64 bit Visual Studio 2017 Win64 Objective C C++11 Visual Studio 2013 Win32 Server Advanced XML C Dev Windows C++

HotPatching: (VERY) Deep Inside

Michael Chourdakis

4.92/5 (68 votes)

Oct 28, 2015

CPOL

13 min read

69432

533

A ready to be used hotpatching library with five methods!

Project @ GitHub: https://github.com/WindowsNT/hotpatch

Introduction

I have created a game that is so addictive that I cannot afford to let the user quit it in order to update it.
I am already facing several lawsuits regarding this issue and, unless you vote for me now, I won't be able to pay my lawyer.

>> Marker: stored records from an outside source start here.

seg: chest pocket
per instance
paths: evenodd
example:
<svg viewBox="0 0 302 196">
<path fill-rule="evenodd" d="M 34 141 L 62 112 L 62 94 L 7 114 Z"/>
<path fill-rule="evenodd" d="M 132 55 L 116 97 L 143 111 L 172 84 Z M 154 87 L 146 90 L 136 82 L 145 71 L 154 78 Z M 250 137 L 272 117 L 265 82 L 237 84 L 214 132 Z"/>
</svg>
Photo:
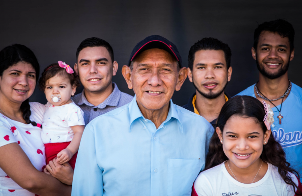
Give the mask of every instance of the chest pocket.
<svg viewBox="0 0 302 196">
<path fill-rule="evenodd" d="M 200 159 L 169 159 L 167 195 L 191 196 L 192 186 L 202 168 Z"/>
</svg>

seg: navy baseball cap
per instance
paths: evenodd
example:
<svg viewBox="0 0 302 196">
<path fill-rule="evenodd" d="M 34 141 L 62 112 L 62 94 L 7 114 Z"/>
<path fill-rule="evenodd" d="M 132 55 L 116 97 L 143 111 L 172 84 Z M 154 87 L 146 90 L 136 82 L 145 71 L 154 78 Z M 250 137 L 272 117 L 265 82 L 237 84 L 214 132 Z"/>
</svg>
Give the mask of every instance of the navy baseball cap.
<svg viewBox="0 0 302 196">
<path fill-rule="evenodd" d="M 139 53 L 146 50 L 151 49 L 163 49 L 167 51 L 175 57 L 181 68 L 182 66 L 181 57 L 180 54 L 177 47 L 173 43 L 160 35 L 151 35 L 139 42 L 132 50 L 128 62 L 130 66 L 131 61 Z"/>
</svg>

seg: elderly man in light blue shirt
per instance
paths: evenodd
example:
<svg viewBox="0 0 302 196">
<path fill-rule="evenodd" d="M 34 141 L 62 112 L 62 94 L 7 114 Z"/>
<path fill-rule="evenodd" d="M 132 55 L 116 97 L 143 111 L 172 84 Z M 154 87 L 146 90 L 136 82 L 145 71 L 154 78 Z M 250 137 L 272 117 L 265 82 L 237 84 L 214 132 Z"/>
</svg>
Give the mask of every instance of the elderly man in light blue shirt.
<svg viewBox="0 0 302 196">
<path fill-rule="evenodd" d="M 137 44 L 122 71 L 135 97 L 86 126 L 72 196 L 191 195 L 213 128 L 171 99 L 186 72 L 166 39 Z"/>
</svg>

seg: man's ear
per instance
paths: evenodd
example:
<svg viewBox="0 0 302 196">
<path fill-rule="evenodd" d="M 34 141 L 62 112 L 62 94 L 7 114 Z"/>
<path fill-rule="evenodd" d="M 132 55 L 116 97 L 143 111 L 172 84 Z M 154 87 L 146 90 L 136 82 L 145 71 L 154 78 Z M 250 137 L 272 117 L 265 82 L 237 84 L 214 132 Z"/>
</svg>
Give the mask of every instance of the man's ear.
<svg viewBox="0 0 302 196">
<path fill-rule="evenodd" d="M 190 80 L 190 81 L 191 82 L 193 82 L 193 77 L 192 76 L 192 70 L 191 70 L 191 69 L 189 68 L 187 68 L 187 72 L 188 72 L 188 77 L 189 78 L 189 80 Z"/>
<path fill-rule="evenodd" d="M 293 51 L 291 52 L 291 56 L 289 58 L 289 60 L 291 61 L 294 59 L 294 55 L 295 54 L 295 49 L 293 49 Z"/>
<path fill-rule="evenodd" d="M 112 75 L 115 75 L 117 74 L 117 72 L 118 72 L 118 69 L 119 68 L 119 64 L 117 61 L 114 61 L 113 63 L 112 64 L 112 69 L 113 71 L 112 72 Z"/>
<path fill-rule="evenodd" d="M 121 73 L 124 76 L 124 78 L 126 80 L 127 84 L 128 84 L 128 88 L 129 89 L 132 89 L 133 88 L 132 81 L 131 78 L 132 72 L 130 69 L 130 68 L 127 65 L 124 65 L 121 69 Z"/>
<path fill-rule="evenodd" d="M 77 64 L 76 63 L 74 64 L 74 67 L 73 67 L 73 69 L 77 74 L 77 75 L 79 75 L 79 72 L 78 72 L 78 64 Z"/>
<path fill-rule="evenodd" d="M 231 81 L 232 77 L 232 73 L 233 72 L 233 68 L 230 66 L 228 70 L 228 82 Z"/>
<path fill-rule="evenodd" d="M 257 54 L 256 53 L 256 49 L 254 48 L 254 47 L 252 47 L 252 56 L 253 58 L 255 60 L 257 59 L 256 57 Z"/>
<path fill-rule="evenodd" d="M 176 84 L 176 86 L 175 87 L 176 91 L 179 91 L 181 90 L 181 87 L 183 84 L 184 80 L 185 80 L 185 78 L 186 78 L 187 76 L 188 75 L 188 71 L 187 68 L 185 67 L 182 68 L 181 69 L 181 70 L 178 73 L 178 78 L 177 80 L 177 83 Z"/>
</svg>

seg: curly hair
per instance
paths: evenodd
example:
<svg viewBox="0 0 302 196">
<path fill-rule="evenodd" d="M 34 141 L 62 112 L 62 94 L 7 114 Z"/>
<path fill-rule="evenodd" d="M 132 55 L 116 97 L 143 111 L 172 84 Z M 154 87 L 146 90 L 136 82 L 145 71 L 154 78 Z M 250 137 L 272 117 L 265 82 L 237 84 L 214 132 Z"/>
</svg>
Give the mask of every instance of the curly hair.
<svg viewBox="0 0 302 196">
<path fill-rule="evenodd" d="M 46 86 L 46 82 L 49 79 L 54 77 L 57 74 L 64 78 L 67 77 L 70 81 L 71 86 L 75 85 L 77 87 L 80 86 L 80 79 L 79 75 L 75 72 L 73 74 L 68 74 L 64 68 L 59 65 L 59 63 L 53 63 L 47 66 L 42 73 L 42 75 L 39 79 L 39 88 L 44 91 Z"/>
<path fill-rule="evenodd" d="M 262 103 L 257 98 L 250 96 L 236 96 L 229 100 L 222 107 L 216 123 L 216 127 L 219 127 L 221 132 L 227 121 L 233 115 L 243 118 L 253 118 L 258 123 L 264 133 L 267 131 L 267 127 L 263 122 L 266 113 Z M 289 163 L 286 161 L 285 153 L 282 146 L 275 141 L 272 134 L 271 134 L 268 143 L 263 146 L 263 150 L 260 158 L 267 163 L 278 167 L 278 172 L 286 184 L 294 188 L 295 193 L 302 195 L 302 190 L 293 181 L 289 172 L 295 174 L 300 178 L 299 174 L 290 167 Z M 218 134 L 214 133 L 212 136 L 209 147 L 209 153 L 206 159 L 205 170 L 221 164 L 229 159 L 224 154 L 222 144 Z M 297 189 L 296 193 L 295 188 Z"/>
</svg>

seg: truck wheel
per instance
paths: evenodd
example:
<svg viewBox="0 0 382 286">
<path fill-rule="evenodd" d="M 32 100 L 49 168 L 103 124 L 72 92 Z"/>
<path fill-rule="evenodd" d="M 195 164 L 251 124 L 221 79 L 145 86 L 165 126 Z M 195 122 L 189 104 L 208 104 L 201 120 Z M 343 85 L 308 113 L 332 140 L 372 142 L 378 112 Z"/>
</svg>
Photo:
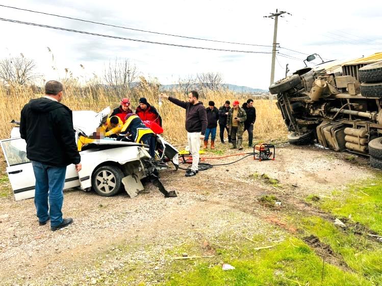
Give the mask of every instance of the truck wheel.
<svg viewBox="0 0 382 286">
<path fill-rule="evenodd" d="M 302 135 L 298 135 L 296 132 L 292 132 L 288 135 L 289 144 L 295 145 L 308 145 L 313 141 L 314 137 L 314 132 L 312 130 Z"/>
<path fill-rule="evenodd" d="M 371 167 L 382 170 L 382 160 L 370 156 L 370 165 Z"/>
<path fill-rule="evenodd" d="M 369 142 L 369 154 L 376 159 L 382 160 L 382 137 Z"/>
<path fill-rule="evenodd" d="M 382 82 L 382 61 L 362 67 L 358 70 L 358 76 L 361 82 Z"/>
<path fill-rule="evenodd" d="M 277 94 L 293 88 L 300 83 L 301 83 L 300 76 L 298 74 L 292 74 L 272 84 L 269 87 L 269 92 L 272 94 Z"/>
<path fill-rule="evenodd" d="M 101 166 L 93 173 L 91 184 L 97 194 L 103 197 L 111 197 L 122 189 L 123 177 L 123 173 L 118 167 Z"/>
<path fill-rule="evenodd" d="M 382 97 L 381 83 L 362 83 L 361 94 L 365 97 Z"/>
</svg>

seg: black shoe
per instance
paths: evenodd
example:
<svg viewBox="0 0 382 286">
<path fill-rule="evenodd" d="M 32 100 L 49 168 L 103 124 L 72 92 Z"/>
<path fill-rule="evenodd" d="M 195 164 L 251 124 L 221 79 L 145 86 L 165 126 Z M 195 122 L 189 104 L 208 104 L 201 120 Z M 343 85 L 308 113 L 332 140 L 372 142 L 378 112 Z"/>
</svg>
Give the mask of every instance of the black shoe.
<svg viewBox="0 0 382 286">
<path fill-rule="evenodd" d="M 50 218 L 48 218 L 48 219 L 47 219 L 45 221 L 39 221 L 38 225 L 45 225 L 45 224 L 46 224 L 46 223 L 48 222 L 49 220 L 50 220 Z"/>
<path fill-rule="evenodd" d="M 193 171 L 191 170 L 190 172 L 186 173 L 186 177 L 191 177 L 191 176 L 196 176 L 197 171 Z"/>
<path fill-rule="evenodd" d="M 67 226 L 72 222 L 73 222 L 73 219 L 71 218 L 64 219 L 63 220 L 62 220 L 62 222 L 57 225 L 57 226 L 50 226 L 50 230 L 52 231 L 56 231 L 56 230 L 58 230 L 59 229 L 60 229 L 63 227 Z"/>
</svg>

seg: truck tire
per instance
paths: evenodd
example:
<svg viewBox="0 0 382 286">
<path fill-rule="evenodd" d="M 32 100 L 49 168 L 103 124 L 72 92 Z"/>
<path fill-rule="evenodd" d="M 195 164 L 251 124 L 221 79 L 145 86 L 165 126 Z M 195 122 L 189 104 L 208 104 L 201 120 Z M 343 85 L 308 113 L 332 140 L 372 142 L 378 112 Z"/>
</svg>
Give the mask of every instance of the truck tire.
<svg viewBox="0 0 382 286">
<path fill-rule="evenodd" d="M 298 146 L 308 145 L 313 141 L 314 138 L 315 134 L 312 130 L 302 135 L 298 135 L 295 132 L 288 135 L 289 144 Z"/>
<path fill-rule="evenodd" d="M 382 61 L 362 67 L 358 70 L 358 76 L 360 82 L 382 82 Z"/>
<path fill-rule="evenodd" d="M 362 83 L 360 87 L 364 97 L 382 97 L 382 82 Z"/>
<path fill-rule="evenodd" d="M 115 166 L 104 165 L 93 173 L 91 184 L 97 194 L 103 197 L 111 197 L 122 189 L 122 170 Z"/>
<path fill-rule="evenodd" d="M 382 170 L 382 160 L 381 160 L 370 156 L 370 165 L 371 167 Z"/>
<path fill-rule="evenodd" d="M 382 137 L 369 142 L 369 154 L 376 159 L 382 160 Z"/>
<path fill-rule="evenodd" d="M 298 74 L 292 74 L 272 84 L 269 87 L 269 92 L 272 94 L 277 94 L 293 88 L 300 83 L 300 76 Z"/>
</svg>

Not that I care much of course. He is not interested in any money because he will not quit playing my game. But in order to satisfy all of them, I must implement HotPatching techniques in Windows.

And I also have a customer that demands hotpatching, but does not like DLLs. Hey, is hotpatching from yourself even possible? Well, I guess yes.

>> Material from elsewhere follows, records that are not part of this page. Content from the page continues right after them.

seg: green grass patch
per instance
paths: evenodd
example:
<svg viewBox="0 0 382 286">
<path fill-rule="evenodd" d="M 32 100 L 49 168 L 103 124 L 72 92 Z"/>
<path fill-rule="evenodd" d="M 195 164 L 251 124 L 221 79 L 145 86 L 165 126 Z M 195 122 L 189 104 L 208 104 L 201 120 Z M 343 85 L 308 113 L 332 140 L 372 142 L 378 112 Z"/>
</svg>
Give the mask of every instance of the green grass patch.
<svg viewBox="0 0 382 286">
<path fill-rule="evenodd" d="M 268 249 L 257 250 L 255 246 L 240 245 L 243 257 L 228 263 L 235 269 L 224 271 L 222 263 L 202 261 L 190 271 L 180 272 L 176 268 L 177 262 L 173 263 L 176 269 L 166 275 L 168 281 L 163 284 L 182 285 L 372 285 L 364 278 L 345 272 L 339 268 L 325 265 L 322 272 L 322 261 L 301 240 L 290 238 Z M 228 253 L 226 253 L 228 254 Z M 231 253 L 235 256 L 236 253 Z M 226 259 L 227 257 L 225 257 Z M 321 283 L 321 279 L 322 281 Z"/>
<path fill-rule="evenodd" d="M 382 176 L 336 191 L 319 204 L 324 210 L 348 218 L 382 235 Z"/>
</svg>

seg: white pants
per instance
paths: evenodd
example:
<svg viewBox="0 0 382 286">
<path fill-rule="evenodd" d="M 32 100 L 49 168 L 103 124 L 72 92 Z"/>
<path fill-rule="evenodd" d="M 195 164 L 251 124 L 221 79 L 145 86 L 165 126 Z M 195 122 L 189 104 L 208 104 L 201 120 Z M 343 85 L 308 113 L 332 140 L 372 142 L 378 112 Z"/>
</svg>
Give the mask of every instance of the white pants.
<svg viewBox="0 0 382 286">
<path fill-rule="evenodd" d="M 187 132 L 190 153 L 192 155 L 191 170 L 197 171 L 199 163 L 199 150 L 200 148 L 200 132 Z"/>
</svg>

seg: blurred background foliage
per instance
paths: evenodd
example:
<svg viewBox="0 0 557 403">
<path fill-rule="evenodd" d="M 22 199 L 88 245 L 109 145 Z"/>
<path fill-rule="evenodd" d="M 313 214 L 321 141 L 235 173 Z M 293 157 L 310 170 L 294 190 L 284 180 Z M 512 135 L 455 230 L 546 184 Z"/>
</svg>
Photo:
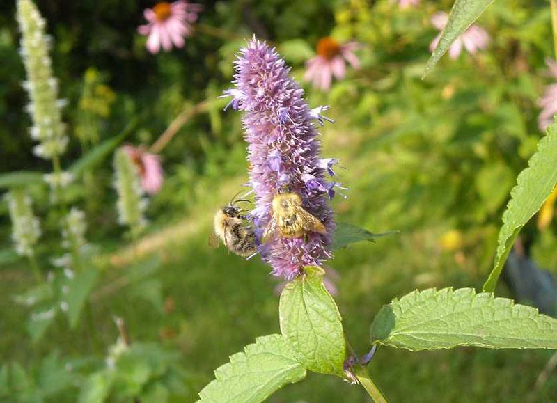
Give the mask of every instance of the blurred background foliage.
<svg viewBox="0 0 557 403">
<path fill-rule="evenodd" d="M 340 251 L 330 262 L 358 351 L 368 348 L 371 319 L 391 298 L 414 288 L 481 285 L 509 191 L 542 135 L 536 102 L 549 84 L 548 1 L 495 1 L 478 22 L 491 35 L 488 49 L 445 58 L 425 80 L 437 33 L 430 18 L 448 11 L 450 0 L 408 10 L 389 0 L 203 1 L 185 47 L 157 55 L 136 31 L 150 1 L 36 3 L 68 100 L 65 167 L 118 135 L 148 146 L 180 113 L 209 102 L 161 152 L 165 182 L 150 204 L 143 238 L 122 240 L 110 157 L 68 189 L 68 201 L 86 213 L 95 245 L 86 264 L 100 275 L 84 271 L 68 285 L 56 273 L 34 286 L 28 264 L 12 251 L 7 207 L 0 205 L 2 401 L 193 401 L 229 355 L 278 331 L 278 281 L 269 268 L 207 242 L 214 212 L 246 180 L 239 114 L 222 112 L 226 102 L 217 97 L 230 85 L 235 53 L 254 33 L 278 47 L 299 81 L 320 38 L 361 44 L 361 68 L 330 92 L 304 84 L 310 105 L 330 105 L 336 120 L 321 132 L 325 156 L 347 168 L 338 173 L 349 188 L 347 198 L 334 202 L 338 219 L 400 231 Z M 0 171 L 48 172 L 31 152 L 15 13 L 14 1 L 0 4 Z M 38 260 L 54 274 L 48 256 L 62 249 L 60 212 L 45 186 L 29 189 L 43 221 Z M 539 265 L 554 270 L 555 225 L 535 223 L 521 242 Z M 65 285 L 76 296 L 71 315 L 81 319 L 56 315 L 38 329 L 33 315 L 58 303 Z M 512 297 L 504 285 L 498 292 Z M 131 347 L 116 341 L 114 315 L 124 318 Z M 393 402 L 548 402 L 557 396 L 557 380 L 533 385 L 550 356 L 379 349 L 372 371 Z M 311 374 L 269 400 L 366 398 L 357 388 Z"/>
</svg>

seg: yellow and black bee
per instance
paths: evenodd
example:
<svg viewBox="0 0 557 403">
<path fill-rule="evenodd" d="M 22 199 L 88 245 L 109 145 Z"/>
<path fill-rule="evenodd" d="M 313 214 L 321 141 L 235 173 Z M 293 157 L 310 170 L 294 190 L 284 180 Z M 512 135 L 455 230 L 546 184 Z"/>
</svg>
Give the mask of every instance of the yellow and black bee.
<svg viewBox="0 0 557 403">
<path fill-rule="evenodd" d="M 285 238 L 297 238 L 308 232 L 327 234 L 327 228 L 316 217 L 301 206 L 301 198 L 295 193 L 282 193 L 274 196 L 272 216 L 263 232 L 263 240 L 276 232 Z"/>
</svg>

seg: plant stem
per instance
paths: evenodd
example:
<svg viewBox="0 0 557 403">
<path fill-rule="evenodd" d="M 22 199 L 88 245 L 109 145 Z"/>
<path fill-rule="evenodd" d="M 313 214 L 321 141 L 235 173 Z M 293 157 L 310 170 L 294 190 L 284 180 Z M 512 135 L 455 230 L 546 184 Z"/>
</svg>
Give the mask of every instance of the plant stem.
<svg viewBox="0 0 557 403">
<path fill-rule="evenodd" d="M 551 7 L 551 26 L 553 27 L 553 46 L 557 58 L 557 0 L 549 0 Z"/>
<path fill-rule="evenodd" d="M 149 151 L 155 154 L 160 152 L 163 148 L 172 140 L 174 135 L 178 133 L 180 127 L 187 122 L 190 118 L 195 116 L 198 113 L 204 112 L 209 109 L 210 103 L 209 101 L 202 101 L 194 105 L 191 108 L 185 109 L 172 121 L 168 127 L 160 135 L 157 141 L 151 145 Z"/>
<path fill-rule="evenodd" d="M 368 394 L 371 396 L 375 403 L 386 403 L 387 400 L 381 393 L 381 390 L 373 382 L 370 377 L 368 370 L 363 365 L 358 365 L 354 367 L 354 374 L 358 378 L 360 384 L 366 389 Z"/>
<path fill-rule="evenodd" d="M 42 283 L 42 274 L 40 272 L 40 269 L 37 263 L 37 258 L 35 258 L 35 255 L 29 256 L 29 263 L 33 269 L 33 274 L 35 274 L 35 278 L 37 279 L 37 283 L 39 284 Z"/>
</svg>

Now with cleaned up library (one .h file!) and no administrator needs!

What is Hotpatching?

It's the technique that you update a process without first quitting. To accomplish that, you patch the function calls at runtime. In the most common scenario, you have an executable and some DLLs which contain functions.

Patching would occur if your executable would download another DLL from your server and load it. This DLL then would replace the old functions with the patched ones at runtime.

If you are still here, I will present even more crazy scenarios later on. Keep reading.

The Five Methods

There are five methods of hotpatching:

Loading a DLL to your address space that patches your EXE's functions. This is the safest method.
- Advantages: Safest, Easiest. Work is done in single address space.
- Disadvantages: You need an extra DLL.
Patching your EXE from an updated EXE via COM Interop and some proxy functions.
- Advantages: You don't need an additional DLL
- Disadvantages: Work is done by proxying calls, different address spaces.
Patching your EXE from an updated EXE via Shared Memory and some proxy functions.
- Advantages: You don't need an additional DLL.
- Disadvantages: Work is done by proxying calls, different address spaces.
Patching your EXE by loading an updated EXE in the same address space (!!!) as your EXE.
- Advantages: All work is done within a single EXE and within a single address space.
- Disadvantages: Hackish and often method.
Having your app as a DLL from the beginning
- Advantages: Single file app + patch
- Disadvantages: You need a bootstrap (or a .bat file or a lnk or whatever) for your user to start your app.

The Five Projects

The Visual Studio 2017 solution included contains these items:

The HotPatching library in a form of hotpatch.h, along with my update USM and XML libraries
Five projects that demonstrate hotpatching
An app that can modify a module to include hotpatching information (pig.exe + sources). The projects in the solution do not need it, because a custom build step is specified to do self-preparation. In your projects, you might need it.

The projects expose all hot patching methods in both x86 and x64.

Preparing the Compiler and the Linker

In order for a function to be eligible for hotpatching, three things must be valid:

The function must not be inline.
The size of the function must be at least two bytes.
The function parameter list must not be optimized out by the compiler (example follows) and,
There must be enough padding BEFORE the function entry to store the jump to the patch.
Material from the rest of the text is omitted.